The oil company and the Olympic sponsors will not have it all their own way. A new campaign has been launched by activists this week, targeting some of the Olympic’s more controversial sponsors, including BP, Dow Chemical, and Coca-Cola.

The activists have launched the Counter Olympics Network, which will campaign to expose the hypocrisy of some of the world’s largest polluters sponsoring the Olympics.

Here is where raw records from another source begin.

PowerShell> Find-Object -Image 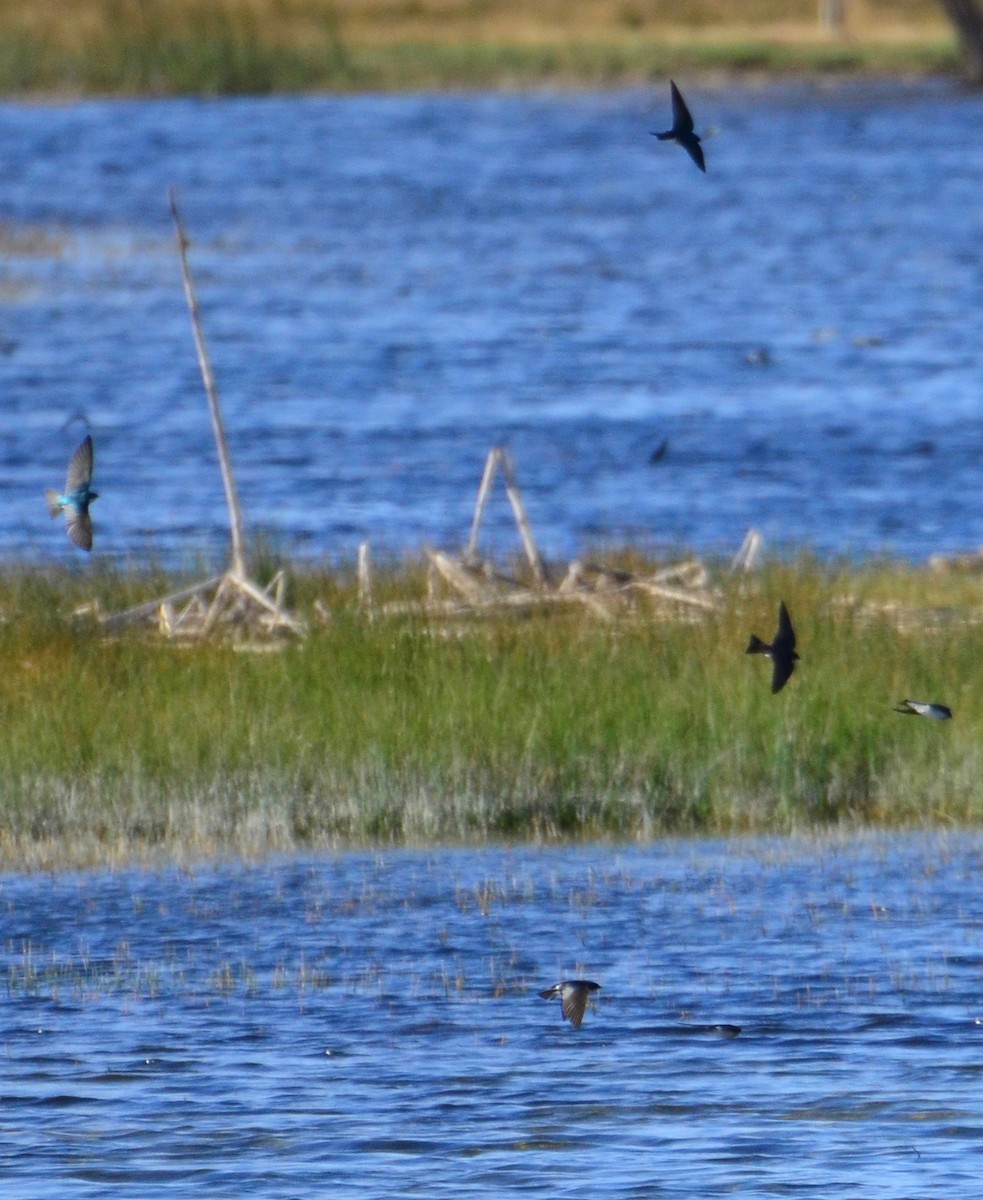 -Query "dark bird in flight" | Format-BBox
[44,433,98,550]
[652,79,707,174]
[539,979,600,1030]
[748,600,798,695]
[894,700,952,721]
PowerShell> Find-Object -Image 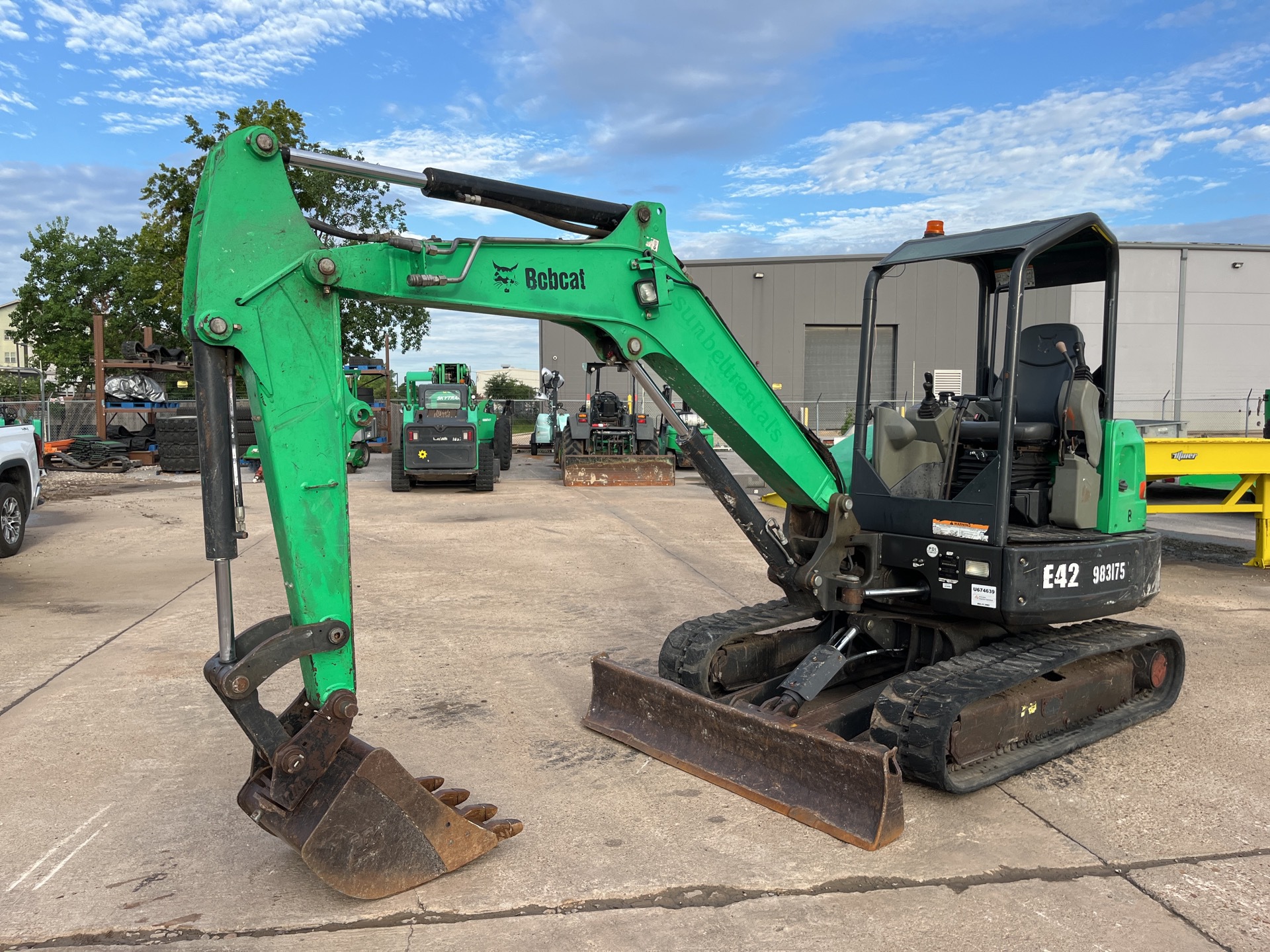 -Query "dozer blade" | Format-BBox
[581,655,904,849]
[560,453,675,486]
[237,738,521,898]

One of those activists is Jess Worth, from the UK Tar Sands Network, who said: “BP has bought itself the prestigious title of London 2012 sustainability partner. But this is dangerous greenwash. BP is one of the least sustainable companies on earth, responsible for the Deepwater Horizon disaster and the extraction of highly-polluting tar sands. Its entire business is geared towards keeping the world addicted to fossil fuels and driving us towards uncontrollable climate change.”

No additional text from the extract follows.